OAD arrives early in Southland
Some dairy farmers in Southland are already moving to once a day (OAD) milking because they don’t have sufficient good pasture on which to graze their stock.
A FORMER DairyNZ scientist, Dave Clark, says much of the early research into once-a-day milking has given farmers today the confidence to do it.
Research in Taranaki in the 1990s set the benchmark for what could be achieved by OAD, he said at a recent seminar at Eketahuna. It was a ‘powerful experiment’ that took four years to compare the Friesian and Jersey breeds, looking at increasing herd numbers for OAD by 15% and at the results over several seasons.
“What came out – and we didn’t realise this – was that 1000kgMS/ha was some sort of psychological barrier, and once our Jersey herds on OAD had got to the 1000kgMS/ha, it gave a lot of farmers confidence that their whole system wasn’t going to break down.”

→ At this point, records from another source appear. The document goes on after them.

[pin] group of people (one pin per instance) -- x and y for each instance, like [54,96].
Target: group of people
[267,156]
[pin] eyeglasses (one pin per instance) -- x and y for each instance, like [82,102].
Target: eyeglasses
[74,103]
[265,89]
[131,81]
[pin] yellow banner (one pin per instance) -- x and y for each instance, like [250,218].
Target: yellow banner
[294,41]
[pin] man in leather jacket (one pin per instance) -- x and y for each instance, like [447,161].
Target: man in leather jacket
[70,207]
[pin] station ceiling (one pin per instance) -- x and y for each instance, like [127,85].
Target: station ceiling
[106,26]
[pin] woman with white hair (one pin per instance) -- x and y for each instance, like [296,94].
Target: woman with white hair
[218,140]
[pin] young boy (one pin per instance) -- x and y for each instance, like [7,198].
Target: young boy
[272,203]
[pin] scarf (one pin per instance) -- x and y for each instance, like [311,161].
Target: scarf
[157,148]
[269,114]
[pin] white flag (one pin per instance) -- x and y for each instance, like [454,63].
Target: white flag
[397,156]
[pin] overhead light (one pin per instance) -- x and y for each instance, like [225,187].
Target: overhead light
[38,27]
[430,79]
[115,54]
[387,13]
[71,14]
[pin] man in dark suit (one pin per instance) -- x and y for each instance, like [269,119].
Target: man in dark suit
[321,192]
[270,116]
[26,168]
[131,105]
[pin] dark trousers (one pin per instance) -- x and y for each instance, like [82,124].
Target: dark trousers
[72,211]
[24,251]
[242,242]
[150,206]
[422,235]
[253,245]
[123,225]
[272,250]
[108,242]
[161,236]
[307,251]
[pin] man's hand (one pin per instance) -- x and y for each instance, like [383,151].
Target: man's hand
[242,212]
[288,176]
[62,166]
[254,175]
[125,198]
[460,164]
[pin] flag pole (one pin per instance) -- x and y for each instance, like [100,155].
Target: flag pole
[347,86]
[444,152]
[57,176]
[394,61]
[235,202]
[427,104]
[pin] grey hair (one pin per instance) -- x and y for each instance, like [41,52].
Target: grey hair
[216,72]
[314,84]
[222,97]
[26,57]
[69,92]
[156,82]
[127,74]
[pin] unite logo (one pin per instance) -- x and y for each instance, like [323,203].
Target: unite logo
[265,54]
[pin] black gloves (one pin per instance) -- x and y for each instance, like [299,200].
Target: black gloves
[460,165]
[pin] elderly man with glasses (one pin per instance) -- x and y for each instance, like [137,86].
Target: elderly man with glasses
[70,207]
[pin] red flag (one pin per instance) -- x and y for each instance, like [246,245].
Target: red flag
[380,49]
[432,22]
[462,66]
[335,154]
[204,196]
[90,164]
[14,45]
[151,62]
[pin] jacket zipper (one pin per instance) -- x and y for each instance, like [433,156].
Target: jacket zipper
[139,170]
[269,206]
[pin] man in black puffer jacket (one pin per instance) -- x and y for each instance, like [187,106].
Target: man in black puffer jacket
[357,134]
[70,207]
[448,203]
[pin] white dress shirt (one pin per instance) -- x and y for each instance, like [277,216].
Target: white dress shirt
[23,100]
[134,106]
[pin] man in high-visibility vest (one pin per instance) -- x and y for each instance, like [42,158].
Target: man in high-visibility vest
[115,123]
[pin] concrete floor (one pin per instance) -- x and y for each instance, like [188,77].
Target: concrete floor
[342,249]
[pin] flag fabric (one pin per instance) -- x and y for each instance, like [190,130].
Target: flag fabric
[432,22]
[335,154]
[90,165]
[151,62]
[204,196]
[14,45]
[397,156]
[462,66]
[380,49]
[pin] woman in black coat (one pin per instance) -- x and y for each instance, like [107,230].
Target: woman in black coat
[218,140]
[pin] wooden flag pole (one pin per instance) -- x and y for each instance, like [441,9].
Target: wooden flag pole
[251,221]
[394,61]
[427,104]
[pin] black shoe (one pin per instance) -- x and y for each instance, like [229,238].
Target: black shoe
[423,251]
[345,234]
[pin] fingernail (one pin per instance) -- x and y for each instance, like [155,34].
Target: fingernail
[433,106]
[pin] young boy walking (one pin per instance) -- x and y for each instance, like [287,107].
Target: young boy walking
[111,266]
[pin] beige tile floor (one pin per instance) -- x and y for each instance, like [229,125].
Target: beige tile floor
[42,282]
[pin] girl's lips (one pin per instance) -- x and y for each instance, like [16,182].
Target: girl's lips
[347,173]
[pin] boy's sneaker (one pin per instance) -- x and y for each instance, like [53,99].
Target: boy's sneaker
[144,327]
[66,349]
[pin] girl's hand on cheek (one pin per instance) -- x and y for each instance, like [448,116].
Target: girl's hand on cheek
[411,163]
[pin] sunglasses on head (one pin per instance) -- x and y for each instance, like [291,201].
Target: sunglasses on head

Clark says they never really looked strongly at the profitability because his feeling was that every farm was different and every farm is going to make a decision. Some with large mortgages were not going to look at OAD while others with less financial pressure could see benefits. The early research was quite small – herds of 45 cows – but the work proved that essentially nothing ‘nasty’ would happen to cows on OAD and this has continued to give farmers the confidence to go with it.
“Today farmers are doing a lot of stuff themselves in terms of BCS and especially reproduction because we just don’t have the resources in science to take 1000 cows that might be needed to show a small difference in reproductive performance. Yet a small difference in reproductive performance that you might get from putting cows on OAD for part of the year is very important.”
OAD farmers haven’t lost sight of the need to be profitable, but Clark says going that way they are able to achieve a balance which includes lifestyle and to consider other aspects of their farming businesses. Often OAD helps improve managerial capability of a farm.
The drought has highlighted some benefits of OAD, including flexibility, Clark says.
“Farmers have been much more innovative than some of us researchers. They are happy to use OAD in the first month of lactation which a lot of people thought was a complete no-no but they’ll do that because of labour issues. They’ll use it at mating time because they perceive an advantage and they’ll use it after Christmas because of the climate variability it enables them to handle it better.”
One early myth about OAD was that it would ‘destroy the cows’, but research proved otherwise, particularly with one cow.
“She came in at the start of the trial as a two-year-old. She gave 200kgMS which was pathetic. Next year she did 300kgMS, the following year 400kgMS and final year of the trial she did 500kgMS in a lactation. She had come in as a small cow and by the time we had finished she was well over 600kg and in those first two years she was putting the energy into her frame.”
The message from that is for people who are going into OAD, if they have young stock, especially Holstein Fresian, and they want them to do well, they must be well grown otherwise they will put energy into growing rather than into the vat.